Bahn: GDL will Bahn nach den Weihnachtsferien erneut bestreiken
Frankfurt. Im Tarifstreit mit der Deutschen Bahn kündigt die Gewerkschaft der Lokführer (GDL) mehrtägige Streiks nach dem Ende der Weihnachtsferien an. „Ab dem 8. Januar sollte man mit längeren Arbeitskämpfen rechnen“, sagte GDL-Chef Claus Weselsky der „Augsburger Allgemeinen“ (Mittwochausgabe). Dabei würden die Lokführer „in Maßen die Bahn bestreiken“. „Wir müssen nicht unbefristet streiken, um das System Bahn zum Stehen zu bringen“, erklärte der Gewerkschaftschef. „Wir sind so verantwortungsbewusst, dass wir nicht auf ewige Zeiten streiken werden.“
In der diesjährigen Tarifrunde haben die Lokführer bislang zweimal ihre Arbeit niedergelegt und damit den Bahn-Verkehr weitgehend zum erliegen gebracht. Die Gewerkschaft hatte Ende November die Gespräche mit dem Staatskonzern für gescheitert erklärt. Größter Streitpunkt ist die von der GDL geforderte Arbeitszeitverkürzung von 38 auf 35 Stunden pro Woche für Schichtarbeiter bei vollem Lohnausgleich. Dazu verlangt sie 555 Euro mehr im Monat sowie eine Inflationsausgleichsprämie von 3000 Euro.
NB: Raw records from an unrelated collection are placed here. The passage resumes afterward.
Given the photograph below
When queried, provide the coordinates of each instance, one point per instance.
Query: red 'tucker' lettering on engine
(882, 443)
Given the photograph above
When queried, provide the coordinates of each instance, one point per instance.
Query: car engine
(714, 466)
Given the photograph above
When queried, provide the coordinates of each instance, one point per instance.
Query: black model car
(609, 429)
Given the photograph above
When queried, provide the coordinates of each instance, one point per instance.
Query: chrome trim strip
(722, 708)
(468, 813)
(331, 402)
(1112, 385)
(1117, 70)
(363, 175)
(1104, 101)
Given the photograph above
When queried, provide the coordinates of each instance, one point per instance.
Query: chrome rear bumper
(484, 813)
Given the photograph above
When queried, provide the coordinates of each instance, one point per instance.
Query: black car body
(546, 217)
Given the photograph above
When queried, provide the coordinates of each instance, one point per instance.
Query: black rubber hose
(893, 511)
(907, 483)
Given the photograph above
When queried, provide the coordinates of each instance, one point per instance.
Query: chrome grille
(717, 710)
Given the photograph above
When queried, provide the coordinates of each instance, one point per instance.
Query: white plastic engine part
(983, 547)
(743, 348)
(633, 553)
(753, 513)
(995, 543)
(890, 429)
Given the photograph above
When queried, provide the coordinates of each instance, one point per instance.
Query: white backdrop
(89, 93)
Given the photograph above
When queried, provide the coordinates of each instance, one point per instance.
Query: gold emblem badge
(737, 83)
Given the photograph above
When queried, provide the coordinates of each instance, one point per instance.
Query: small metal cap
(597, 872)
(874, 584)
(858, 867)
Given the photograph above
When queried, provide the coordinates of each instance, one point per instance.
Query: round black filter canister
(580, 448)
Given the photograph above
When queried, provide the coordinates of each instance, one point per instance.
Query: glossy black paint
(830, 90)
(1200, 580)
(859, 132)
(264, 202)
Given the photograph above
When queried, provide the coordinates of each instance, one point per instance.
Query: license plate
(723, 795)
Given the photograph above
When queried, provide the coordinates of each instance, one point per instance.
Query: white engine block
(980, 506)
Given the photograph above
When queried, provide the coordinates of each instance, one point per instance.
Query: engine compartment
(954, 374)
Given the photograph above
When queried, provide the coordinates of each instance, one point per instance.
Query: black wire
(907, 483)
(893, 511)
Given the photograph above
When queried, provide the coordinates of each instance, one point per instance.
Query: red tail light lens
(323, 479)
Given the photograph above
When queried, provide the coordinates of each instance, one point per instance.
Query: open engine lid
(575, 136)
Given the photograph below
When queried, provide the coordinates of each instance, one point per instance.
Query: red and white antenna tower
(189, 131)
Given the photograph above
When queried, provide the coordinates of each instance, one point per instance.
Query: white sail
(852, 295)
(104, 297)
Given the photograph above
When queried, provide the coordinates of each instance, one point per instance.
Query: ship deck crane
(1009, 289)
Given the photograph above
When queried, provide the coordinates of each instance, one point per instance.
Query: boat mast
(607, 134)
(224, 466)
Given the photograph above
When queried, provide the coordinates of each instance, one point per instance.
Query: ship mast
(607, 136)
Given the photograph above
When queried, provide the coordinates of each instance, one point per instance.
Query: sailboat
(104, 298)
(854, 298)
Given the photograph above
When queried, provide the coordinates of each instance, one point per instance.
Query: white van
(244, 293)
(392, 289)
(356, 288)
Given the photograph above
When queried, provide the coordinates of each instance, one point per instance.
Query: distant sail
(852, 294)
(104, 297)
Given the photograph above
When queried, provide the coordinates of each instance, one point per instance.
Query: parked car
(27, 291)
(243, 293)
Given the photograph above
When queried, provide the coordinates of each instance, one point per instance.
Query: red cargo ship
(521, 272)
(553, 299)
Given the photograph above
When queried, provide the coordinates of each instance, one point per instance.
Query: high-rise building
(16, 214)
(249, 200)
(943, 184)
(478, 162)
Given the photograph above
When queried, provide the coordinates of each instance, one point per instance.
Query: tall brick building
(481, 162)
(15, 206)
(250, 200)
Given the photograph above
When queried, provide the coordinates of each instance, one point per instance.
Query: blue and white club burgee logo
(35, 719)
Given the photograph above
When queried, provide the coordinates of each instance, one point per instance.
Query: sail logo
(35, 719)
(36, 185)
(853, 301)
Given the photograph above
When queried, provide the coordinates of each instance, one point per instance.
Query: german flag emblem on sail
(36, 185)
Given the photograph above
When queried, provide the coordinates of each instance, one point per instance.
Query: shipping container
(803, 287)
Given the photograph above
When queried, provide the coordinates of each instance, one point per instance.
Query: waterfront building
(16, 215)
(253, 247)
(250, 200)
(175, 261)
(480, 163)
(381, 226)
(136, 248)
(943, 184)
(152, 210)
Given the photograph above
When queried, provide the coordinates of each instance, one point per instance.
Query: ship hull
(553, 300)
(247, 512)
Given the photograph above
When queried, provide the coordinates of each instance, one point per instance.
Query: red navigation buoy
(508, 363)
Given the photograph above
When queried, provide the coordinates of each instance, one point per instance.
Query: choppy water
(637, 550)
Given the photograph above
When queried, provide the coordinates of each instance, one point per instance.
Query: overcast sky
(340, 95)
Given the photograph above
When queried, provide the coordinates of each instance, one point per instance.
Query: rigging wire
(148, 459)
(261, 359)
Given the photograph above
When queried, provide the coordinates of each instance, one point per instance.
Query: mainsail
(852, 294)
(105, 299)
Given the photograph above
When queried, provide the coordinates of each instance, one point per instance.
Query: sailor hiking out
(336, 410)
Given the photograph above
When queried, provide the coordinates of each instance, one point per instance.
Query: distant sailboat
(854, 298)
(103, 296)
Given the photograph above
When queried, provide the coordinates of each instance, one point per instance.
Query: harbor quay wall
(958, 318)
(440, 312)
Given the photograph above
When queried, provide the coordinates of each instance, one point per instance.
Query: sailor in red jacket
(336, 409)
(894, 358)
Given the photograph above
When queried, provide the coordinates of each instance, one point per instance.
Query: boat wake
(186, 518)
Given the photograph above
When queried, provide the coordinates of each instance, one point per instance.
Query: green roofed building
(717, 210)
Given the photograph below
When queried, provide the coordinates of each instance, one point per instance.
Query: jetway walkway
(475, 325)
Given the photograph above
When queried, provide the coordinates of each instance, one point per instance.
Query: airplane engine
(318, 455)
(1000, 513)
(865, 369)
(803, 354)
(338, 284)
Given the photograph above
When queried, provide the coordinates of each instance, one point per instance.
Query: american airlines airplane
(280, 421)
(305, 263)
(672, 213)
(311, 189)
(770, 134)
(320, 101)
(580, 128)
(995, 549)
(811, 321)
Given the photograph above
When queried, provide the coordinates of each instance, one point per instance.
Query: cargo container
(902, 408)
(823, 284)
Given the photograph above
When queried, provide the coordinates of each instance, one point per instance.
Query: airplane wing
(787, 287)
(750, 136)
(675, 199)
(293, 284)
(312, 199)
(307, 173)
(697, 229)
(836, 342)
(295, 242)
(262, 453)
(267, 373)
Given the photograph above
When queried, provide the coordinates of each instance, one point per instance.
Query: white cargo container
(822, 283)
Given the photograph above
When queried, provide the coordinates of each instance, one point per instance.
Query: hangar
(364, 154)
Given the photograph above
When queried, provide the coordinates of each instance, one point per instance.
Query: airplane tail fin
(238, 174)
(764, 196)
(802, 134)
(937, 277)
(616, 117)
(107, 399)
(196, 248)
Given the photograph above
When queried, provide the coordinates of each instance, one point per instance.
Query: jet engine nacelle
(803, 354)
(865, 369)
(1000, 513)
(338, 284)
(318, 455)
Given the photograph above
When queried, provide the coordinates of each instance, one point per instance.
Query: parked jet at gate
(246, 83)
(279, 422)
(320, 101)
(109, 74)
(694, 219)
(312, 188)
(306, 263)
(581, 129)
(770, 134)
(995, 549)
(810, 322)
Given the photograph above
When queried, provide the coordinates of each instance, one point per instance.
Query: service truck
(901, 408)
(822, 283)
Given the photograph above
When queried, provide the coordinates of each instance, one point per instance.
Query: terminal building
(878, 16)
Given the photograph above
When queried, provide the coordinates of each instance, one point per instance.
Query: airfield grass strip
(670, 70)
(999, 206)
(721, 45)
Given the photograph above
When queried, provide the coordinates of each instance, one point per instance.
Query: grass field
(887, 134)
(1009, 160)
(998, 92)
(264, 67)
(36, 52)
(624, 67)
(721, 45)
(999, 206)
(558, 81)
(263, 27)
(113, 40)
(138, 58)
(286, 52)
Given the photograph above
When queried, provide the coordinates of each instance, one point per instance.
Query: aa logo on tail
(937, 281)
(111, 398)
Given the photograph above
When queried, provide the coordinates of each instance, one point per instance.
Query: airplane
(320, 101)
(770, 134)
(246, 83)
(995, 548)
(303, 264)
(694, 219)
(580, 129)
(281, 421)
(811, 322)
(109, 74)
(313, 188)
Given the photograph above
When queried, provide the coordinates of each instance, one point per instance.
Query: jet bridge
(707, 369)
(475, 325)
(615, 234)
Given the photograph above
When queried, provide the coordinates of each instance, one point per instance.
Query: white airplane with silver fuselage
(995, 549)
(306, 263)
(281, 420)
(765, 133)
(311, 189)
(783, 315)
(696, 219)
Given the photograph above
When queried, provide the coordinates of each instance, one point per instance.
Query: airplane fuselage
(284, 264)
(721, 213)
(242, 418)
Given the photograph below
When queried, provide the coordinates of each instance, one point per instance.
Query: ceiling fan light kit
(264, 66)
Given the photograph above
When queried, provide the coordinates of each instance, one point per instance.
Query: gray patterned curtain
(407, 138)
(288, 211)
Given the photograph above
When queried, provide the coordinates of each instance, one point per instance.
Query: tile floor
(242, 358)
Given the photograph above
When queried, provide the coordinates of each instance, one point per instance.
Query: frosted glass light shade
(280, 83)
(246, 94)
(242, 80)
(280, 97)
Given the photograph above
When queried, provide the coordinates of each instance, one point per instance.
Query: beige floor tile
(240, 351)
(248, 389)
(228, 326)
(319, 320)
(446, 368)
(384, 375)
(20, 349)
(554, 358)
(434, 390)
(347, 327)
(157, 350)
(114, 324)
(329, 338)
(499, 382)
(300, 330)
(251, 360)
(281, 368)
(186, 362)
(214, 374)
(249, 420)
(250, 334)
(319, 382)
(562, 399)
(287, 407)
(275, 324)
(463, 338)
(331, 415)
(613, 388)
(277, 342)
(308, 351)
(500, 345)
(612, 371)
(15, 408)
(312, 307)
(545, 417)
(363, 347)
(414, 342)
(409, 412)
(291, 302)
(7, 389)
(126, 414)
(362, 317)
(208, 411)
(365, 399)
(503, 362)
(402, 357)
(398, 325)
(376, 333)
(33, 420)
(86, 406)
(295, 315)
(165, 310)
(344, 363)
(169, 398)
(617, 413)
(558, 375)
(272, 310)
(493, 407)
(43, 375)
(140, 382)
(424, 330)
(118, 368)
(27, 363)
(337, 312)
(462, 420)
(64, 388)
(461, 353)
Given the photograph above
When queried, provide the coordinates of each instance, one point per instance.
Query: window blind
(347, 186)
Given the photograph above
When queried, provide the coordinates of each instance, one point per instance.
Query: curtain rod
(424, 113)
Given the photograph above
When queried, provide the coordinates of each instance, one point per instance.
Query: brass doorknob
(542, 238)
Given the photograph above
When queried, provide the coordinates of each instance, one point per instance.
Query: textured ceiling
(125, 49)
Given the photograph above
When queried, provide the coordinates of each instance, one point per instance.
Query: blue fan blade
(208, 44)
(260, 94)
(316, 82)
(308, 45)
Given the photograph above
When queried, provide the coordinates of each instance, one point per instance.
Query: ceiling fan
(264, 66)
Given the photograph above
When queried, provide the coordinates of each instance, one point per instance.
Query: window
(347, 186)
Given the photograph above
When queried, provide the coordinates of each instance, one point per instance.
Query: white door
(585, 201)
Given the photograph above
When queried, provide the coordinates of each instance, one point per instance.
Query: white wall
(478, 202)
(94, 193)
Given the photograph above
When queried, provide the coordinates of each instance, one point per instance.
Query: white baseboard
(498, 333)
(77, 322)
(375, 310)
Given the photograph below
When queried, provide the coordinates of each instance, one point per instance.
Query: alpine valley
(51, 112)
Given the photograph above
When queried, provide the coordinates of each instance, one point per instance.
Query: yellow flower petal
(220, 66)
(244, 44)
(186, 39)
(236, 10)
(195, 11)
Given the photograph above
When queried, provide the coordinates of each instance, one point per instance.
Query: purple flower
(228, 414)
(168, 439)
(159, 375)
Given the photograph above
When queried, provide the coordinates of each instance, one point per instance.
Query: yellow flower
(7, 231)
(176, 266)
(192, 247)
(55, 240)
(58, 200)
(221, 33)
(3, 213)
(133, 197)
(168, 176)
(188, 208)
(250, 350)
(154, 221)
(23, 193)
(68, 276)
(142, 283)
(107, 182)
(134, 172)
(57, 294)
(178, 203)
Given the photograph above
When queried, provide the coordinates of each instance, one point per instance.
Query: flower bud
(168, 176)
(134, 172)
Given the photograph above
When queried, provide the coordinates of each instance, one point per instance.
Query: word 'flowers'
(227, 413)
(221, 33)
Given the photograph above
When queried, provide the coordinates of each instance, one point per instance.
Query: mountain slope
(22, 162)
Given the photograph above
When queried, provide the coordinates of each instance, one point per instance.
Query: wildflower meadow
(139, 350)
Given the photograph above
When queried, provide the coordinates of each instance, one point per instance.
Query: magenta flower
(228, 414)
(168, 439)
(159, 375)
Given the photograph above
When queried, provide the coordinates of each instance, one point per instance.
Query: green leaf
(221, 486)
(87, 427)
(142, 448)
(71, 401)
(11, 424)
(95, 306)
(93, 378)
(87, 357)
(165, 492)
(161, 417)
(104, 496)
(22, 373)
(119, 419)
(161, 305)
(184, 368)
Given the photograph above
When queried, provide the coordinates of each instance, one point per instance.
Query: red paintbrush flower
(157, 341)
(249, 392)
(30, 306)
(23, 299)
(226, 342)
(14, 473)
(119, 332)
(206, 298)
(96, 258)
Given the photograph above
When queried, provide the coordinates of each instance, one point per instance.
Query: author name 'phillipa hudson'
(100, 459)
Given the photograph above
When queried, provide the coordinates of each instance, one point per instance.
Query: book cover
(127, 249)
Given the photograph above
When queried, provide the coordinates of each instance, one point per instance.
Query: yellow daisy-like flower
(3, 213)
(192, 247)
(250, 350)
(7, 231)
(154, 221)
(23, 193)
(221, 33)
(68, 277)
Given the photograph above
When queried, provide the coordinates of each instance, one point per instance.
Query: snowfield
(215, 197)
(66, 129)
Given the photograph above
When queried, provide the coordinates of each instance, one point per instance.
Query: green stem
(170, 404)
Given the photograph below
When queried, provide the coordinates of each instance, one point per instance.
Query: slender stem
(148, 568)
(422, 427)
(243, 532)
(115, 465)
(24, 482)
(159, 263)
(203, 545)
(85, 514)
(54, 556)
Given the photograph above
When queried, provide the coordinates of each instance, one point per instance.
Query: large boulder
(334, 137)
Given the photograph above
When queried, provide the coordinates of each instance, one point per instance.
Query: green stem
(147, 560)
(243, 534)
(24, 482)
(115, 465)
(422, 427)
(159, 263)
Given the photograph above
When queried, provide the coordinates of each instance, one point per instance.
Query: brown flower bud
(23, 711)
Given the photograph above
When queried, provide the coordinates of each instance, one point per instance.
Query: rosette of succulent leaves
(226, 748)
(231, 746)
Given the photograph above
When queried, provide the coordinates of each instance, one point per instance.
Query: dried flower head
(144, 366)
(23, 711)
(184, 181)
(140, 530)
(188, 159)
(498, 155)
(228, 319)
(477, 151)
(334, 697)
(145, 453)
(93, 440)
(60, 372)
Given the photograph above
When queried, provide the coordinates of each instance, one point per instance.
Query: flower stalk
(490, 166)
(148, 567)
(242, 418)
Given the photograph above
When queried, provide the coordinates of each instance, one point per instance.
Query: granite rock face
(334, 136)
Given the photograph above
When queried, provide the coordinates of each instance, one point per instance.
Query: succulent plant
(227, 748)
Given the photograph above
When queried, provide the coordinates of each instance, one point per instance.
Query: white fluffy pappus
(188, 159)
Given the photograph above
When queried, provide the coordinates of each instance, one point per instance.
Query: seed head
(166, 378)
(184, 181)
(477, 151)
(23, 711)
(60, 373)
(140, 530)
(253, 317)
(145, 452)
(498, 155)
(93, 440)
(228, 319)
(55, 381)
Weselsky betonte, dass er bei der Umsetzung der Absenkung der Wochenarbeitszeit kompromissbereit sei. „Man könnte etwa 2025 starten und die Wochenarbeitszeit schrittweise bis 2028 von 38 auf 35 Stunden verringern“, sagte er. Die Bahn lehnt vor allem die geforderte Arbeitszeitverkürzung ab.